The local Moran’s I index for each individual ZTCA reflects similarity of rates with those of nearby areas and can help identify outliers. These local indexes are relative measures with dimensions interpretable only by z-scores and their associated p-values. Hot (cold) spots are contiguous areas with consistently high (low) testing rates, while outliers would, for example, be areas with high (or low) testing rates surrounded primarily by areas with lower (or higher) testing rates. Here, we refer to hot and cold spots as high-high and low-low areas, respectively, and to outliers as high-low and low-high areas.
Second, we examined the relations between SVI and each of the outcomes through the end of the study period using scatterplots and smoothed loess lines. Third, to estimate the strength of the association between each predictor and outcome we considered using a Poisson model. However, after exploring the distribution of the outcomes, and after checking for overdispersion in Poisson models using the approach by Gelman and Hill(19), we opted for a negative binomial model. Negative binomial models relax the assumption of equality between the mean and variance, allowing for overdispersion. We fitted a separate model for each city and included the five predictors (four domains and summary score) in separate models. To account for the role of age in determining testing practices, influencing the probability of transmission, and its causal role on mortality, we adjusted all models by the % of people aged 65 or above in the ZCTA.
To account for spatial autocorrelation of the outcomes, we fitted a Besag-York-Mollie (BYM)(20) conditional autoregressive model, including a structured and unstructured ZCTA random effect, both following an intrinsic Gaussian Markov random field (IGMRF)(20). The structured spatial random effect takes into consideration that ZCTAs are more similar to other neighboring ZCTAs as compared to those further away. We defined neighboring ZCTAs based on regions with contiguous boundaries, defined as sharing one or more boundary point. We fitted this model using integrated nested Laplace approximations (INLA), a method approximating Bayesian inference(20,21). While this approach is an approximation-based method, it has previously shown accuracy and minimizes computational time(20-22). Details on model specification are provided in the Appendix. Results are shown as rate ratios associated with a one SD higher value of the SVI or its domains, separately for each city.

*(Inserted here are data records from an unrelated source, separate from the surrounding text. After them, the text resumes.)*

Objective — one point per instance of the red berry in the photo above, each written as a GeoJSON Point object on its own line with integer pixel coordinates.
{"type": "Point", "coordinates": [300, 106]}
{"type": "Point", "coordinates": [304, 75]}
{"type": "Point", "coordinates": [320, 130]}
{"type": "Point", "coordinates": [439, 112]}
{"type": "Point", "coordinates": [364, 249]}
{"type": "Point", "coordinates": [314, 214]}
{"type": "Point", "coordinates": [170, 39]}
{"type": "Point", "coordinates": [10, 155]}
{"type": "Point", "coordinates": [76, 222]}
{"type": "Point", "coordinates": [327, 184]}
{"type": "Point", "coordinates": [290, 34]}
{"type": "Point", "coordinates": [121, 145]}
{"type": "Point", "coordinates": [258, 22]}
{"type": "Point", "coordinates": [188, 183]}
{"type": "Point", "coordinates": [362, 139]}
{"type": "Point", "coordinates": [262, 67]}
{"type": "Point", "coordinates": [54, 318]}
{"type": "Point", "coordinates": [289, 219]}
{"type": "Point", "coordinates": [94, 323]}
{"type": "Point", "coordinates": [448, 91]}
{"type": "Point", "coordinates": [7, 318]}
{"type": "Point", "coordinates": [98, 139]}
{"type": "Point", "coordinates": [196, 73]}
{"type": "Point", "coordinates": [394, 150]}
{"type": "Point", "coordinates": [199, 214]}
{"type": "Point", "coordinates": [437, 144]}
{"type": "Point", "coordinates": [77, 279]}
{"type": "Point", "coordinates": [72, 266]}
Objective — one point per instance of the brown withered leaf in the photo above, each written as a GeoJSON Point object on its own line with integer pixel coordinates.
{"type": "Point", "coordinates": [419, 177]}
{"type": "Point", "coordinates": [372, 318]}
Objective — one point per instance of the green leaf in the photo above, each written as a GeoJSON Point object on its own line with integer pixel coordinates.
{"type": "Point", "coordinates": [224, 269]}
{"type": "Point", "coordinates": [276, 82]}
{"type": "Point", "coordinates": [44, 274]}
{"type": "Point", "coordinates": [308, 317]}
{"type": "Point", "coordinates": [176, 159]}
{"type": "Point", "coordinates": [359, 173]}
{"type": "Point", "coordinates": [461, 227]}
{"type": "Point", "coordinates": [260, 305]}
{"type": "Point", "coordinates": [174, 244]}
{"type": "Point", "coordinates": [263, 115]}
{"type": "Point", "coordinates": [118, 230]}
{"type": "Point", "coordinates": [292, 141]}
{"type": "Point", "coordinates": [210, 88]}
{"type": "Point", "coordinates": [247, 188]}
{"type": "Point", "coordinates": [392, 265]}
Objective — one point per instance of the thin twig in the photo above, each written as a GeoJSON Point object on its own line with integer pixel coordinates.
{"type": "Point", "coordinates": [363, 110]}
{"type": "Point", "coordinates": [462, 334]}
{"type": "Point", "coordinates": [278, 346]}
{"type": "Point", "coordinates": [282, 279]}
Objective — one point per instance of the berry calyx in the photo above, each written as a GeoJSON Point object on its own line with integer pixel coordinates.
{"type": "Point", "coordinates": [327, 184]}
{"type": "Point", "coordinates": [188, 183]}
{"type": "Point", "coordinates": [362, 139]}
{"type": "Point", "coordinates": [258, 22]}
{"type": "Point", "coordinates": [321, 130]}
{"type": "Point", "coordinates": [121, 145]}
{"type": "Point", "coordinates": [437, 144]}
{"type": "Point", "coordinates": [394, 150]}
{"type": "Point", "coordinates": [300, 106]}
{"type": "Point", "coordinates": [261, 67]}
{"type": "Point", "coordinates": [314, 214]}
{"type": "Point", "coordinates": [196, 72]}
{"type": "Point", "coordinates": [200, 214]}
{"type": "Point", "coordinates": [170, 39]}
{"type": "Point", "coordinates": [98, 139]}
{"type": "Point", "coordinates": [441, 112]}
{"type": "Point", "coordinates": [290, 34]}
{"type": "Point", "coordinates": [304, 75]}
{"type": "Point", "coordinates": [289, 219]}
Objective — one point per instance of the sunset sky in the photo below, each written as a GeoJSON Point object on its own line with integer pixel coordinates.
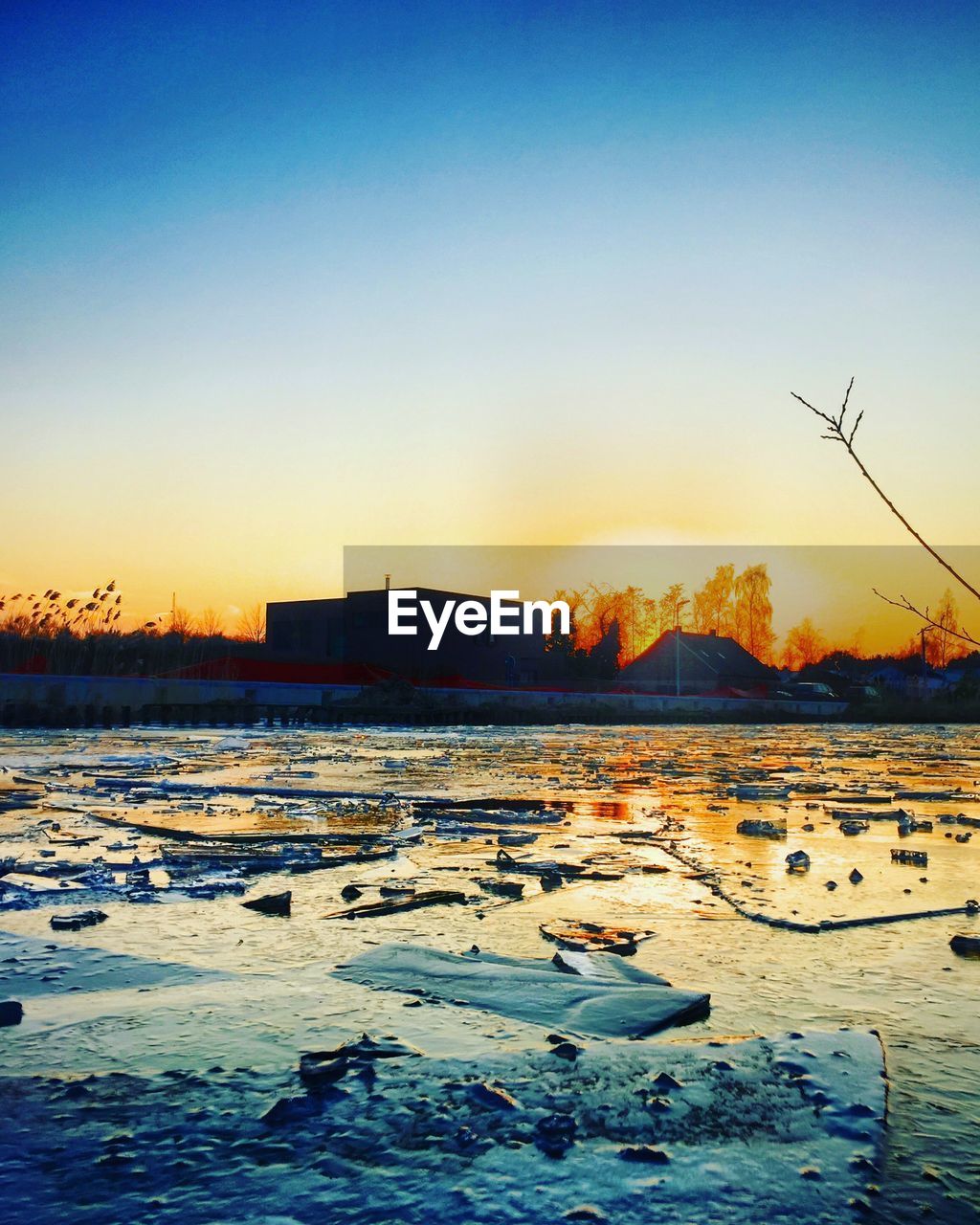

All analyses were conducted using R v4.0.2(23). Spatial analysis were conducted using the R package spdep(24) and R-INLA(25). More details on data management, the social vulnerability index, and the models are available on the Appendix. Code for replication is available at: https://github.com/usamabilal/COVID_Disparities
This study was funded with support from the NIH under grant DP5OD26429 and the Robert Wood Johnson Foundation under grant RWJF 77644. The funders had no role in study design, data collection and analysis, decision to publish, or preparation of the manuscript
Results
We included a total of 58, 177, and 46 zip codes in Chicago, NYC and Philadelphia, respectively. From the beginning of the outbreak up to the latest available date (October 3rd in Chicago and October 1st in NYC and Philadelphia), a total of 674,929, 2,383,919, and 411,559 tests had been conducted in Chicago, New York City and Philadelphia, respectively. There were 81,657, 233,397, and 37,307 confirmed cases, and 2974, 19,149, and 1,803 COVID-19 deaths, respectively.
We found that testing, positivity, confirmed cases, and mortality were spatially autocorrelated in the three cities (global Moran’s I ranging from 0.198 to 0.803, p<0.001 in all cases except confirmed cases in Philadelphia, with p=0.011, for the null hypothesis of no spatial autocorrelation), with the exception of mortality in Philadelphia for which we did not find evidence for significant spatial autocorrelation (global Moran’s I=0.062, p=0.140). These patterns held after taking into consideration the spatial distribution of the SVI (global Moran’s I ranging from 0.127 to 0.705, p<0.05 in all cases), with the exception of confirmed cases and mortality for Philadelphia, that did not show significant spatial autocorrelation after controlling for the SVI (Moran’s I=-0.011 and −0.058, p=0.440 and 0.630). The Appendix shows global Moran’s I and associated Moran’s scatterplots for the three cities and four outcomes.
Figures 1-3 shows the spatial patterning of clusters of testing, positivity, confirmed cases, mortality, and social vulnerability in Chicago, New York City, and Philadelphia, respectively. Generally, clusters of high positivity and confirmed cases were spatially co-located with clusters of high social vulnerability.
Areas of the West and South sides of Chicago have clusters of high positivity, confirmed cases and mortality (Figure 1). For example, ZCTAs 60636 and 60644 in the South and West Side, respectively, are significant clusters of high positivity (local Moran’s I=5.32 and 2.81, p<0.001 and =0.018), confirmed cases (local Moran’s I=5.55 and 3.65, p=0.007 and 0.013), and mortality (local Moran’s I=4.61 and 3.26, p=0.020 and 0.024). Conversely, the Central and North sides of Chicago had clusters of low positivity, confirmed cases and mortality, along with high testing (Figure 1). For example, ZCTA 60601 in Central Chicago is a cluster of high testing, low positivity, confirmed cases and mortality (local Moran’s I=5.50, 9.53, 5.88 and 6.78, p=0.003, 0.004, <0.001 and 0.001), while ZCTA 60661 in the North side is a cluster of low positivity and mortality (local Moran’s I=4.09 and 6.22, p=0.015 and <0.001).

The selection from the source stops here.